Marilynne Rudick and Leslie O’Flahavan’s article, “Web Writing For The World,” at E-WRITE gives tips on writing for internet users whose first language is not American English.
Rudick and O’Flahavan, authors of “Clear, Correct, Concise E-Mail: A Writing Workbook for Customer Service Agents” and partners in the web-writing training and consultancy company, E-WRITE, give five tips on making your web writing universally understood and appreciated.
1. Use literal expressions instead of idioms.
The authors point out that English idioms could be confusing to global readers since their meanings are very different from their literal meanings. They suggest the following replacements as examples:
- Use “change ownership” instead of “change hands”
- Use “special offer” instead of “hot deal”
- Use “very soon” instead of “before you know it”
- Use “do everything possible” instead of “bend over backwards”
- Use “incidentally” instead of “by the way”
- Use “in addition to” instead of “as well as”
- Use “as quickly” instead of “just as soon”
2. Do not make cultural references.
Rudick and O’Flahavan warn American writers against using references specific to American sports, books, TV, movies, and history that non-American writers may not recognize. They cite the term “to touch base” from American baseball, commonly meant as “to contact” among Americans but may not be comprehensible to other nationalities.

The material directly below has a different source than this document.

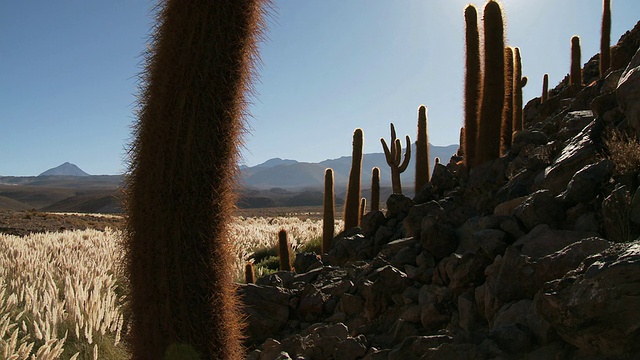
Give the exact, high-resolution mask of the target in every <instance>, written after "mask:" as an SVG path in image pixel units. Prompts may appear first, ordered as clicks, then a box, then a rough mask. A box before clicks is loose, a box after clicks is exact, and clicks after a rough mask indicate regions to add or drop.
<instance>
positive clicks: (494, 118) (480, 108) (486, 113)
mask: <svg viewBox="0 0 640 360" xmlns="http://www.w3.org/2000/svg"><path fill="white" fill-rule="evenodd" d="M483 20H484V71H483V84H482V102H481V103H480V118H479V123H478V143H477V153H476V156H477V163H478V164H482V163H484V162H487V161H490V160H493V159H497V158H498V157H499V156H500V128H501V122H502V108H503V104H504V23H503V19H502V10H501V9H500V5H499V4H498V3H497V2H495V1H493V0H491V1H489V2H488V3H487V4H486V5H485V7H484V17H483Z"/></svg>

I would like to add that non-American writers should also be careful in this regard because English has often been “localized” in many countries with English words coming to mean something else. In the Philippines, for example, the repressive years under the Marcos dictatorship has produced the word “salvage” to mean summary execution.
3. Avoid jokes.
The authors believe that jokes usually do not work across cultures or languages. They recommend that writers avoid being funny while keeping their writing warm, friendly, upbeat and contemporary.

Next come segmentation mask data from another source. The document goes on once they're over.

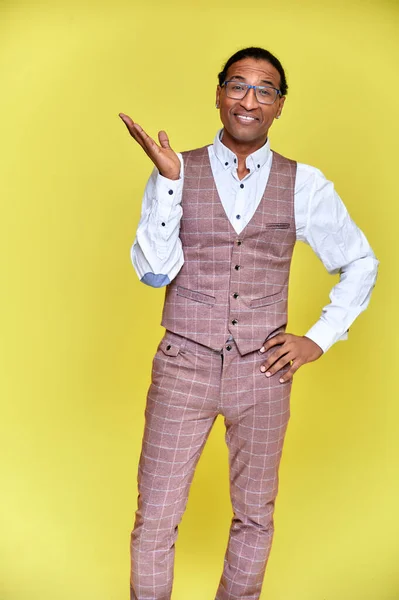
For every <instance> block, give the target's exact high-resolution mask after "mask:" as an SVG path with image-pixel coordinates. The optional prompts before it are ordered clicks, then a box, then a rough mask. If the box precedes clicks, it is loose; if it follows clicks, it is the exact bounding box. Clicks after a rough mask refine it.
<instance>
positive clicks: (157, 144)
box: [119, 113, 180, 179]
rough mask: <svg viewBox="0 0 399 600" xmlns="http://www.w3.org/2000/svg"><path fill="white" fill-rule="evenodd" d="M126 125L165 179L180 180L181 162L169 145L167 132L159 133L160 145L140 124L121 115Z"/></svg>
mask: <svg viewBox="0 0 399 600" xmlns="http://www.w3.org/2000/svg"><path fill="white" fill-rule="evenodd" d="M119 116H120V118H121V119H122V121H123V122H124V123H125V125H126V127H127V129H128V131H129V133H130V135H131V136H132V137H133V138H134V139H135V140H136V142H137V143H138V144H140V146H141V147H142V148H143V150H144V152H145V153H146V154H147V156H148V157H149V158H150V159H151V160H152V162H153V163H154V165H155V166H156V167H157V169H158V171H159V172H160V174H161V175H163V177H166V178H167V179H179V176H180V160H179V157H178V156H177V154H176V152H174V150H172V148H171V147H170V145H169V138H168V136H167V134H166V132H165V131H159V133H158V140H159V144H160V145H159V146H158V144H157V143H156V142H155V141H154V140H153V139H152V138H151V137H150V136H149V135H148V134H147V133H146V132H145V131H144V129H143V128H142V127H140V125H139V124H138V123H135V122H134V121H133V120H132V119H131V118H130V117H129V116H128V115H125V114H124V113H119Z"/></svg>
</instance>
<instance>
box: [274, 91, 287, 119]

4. Use universal expressions of measurements, dates and time.
Rudick and O’Flahavan advise the following:
- Give metric equivalents of measurements and dimensions.
- Clothes sizes vary widely, so provide actual measurements, for example, “Size medium dresses are 52 inches long (132 cm).”
- Write out complete dates, for example, October 17, 2005.
- When referring to time, include the time zone.
- Use “24 hours a day, 7 days a week” instead of “24/7.”
5. Write short, simple and clear sentences in the active voice.
Avoid jargon and bureaucratic expressions, the authors emphasize. Use plain English.
Finally, Rudick and O’Flahavan urge writers to test their web writing with several global readers who could point out areas that are difficult to understand or that could be confusing.
To many of us, this will be a real challenge, indeed. Much of what the authors presented are things we often take for granted - especially idioms and cultural references. We need to be always conscious that our audience now spans the whole world.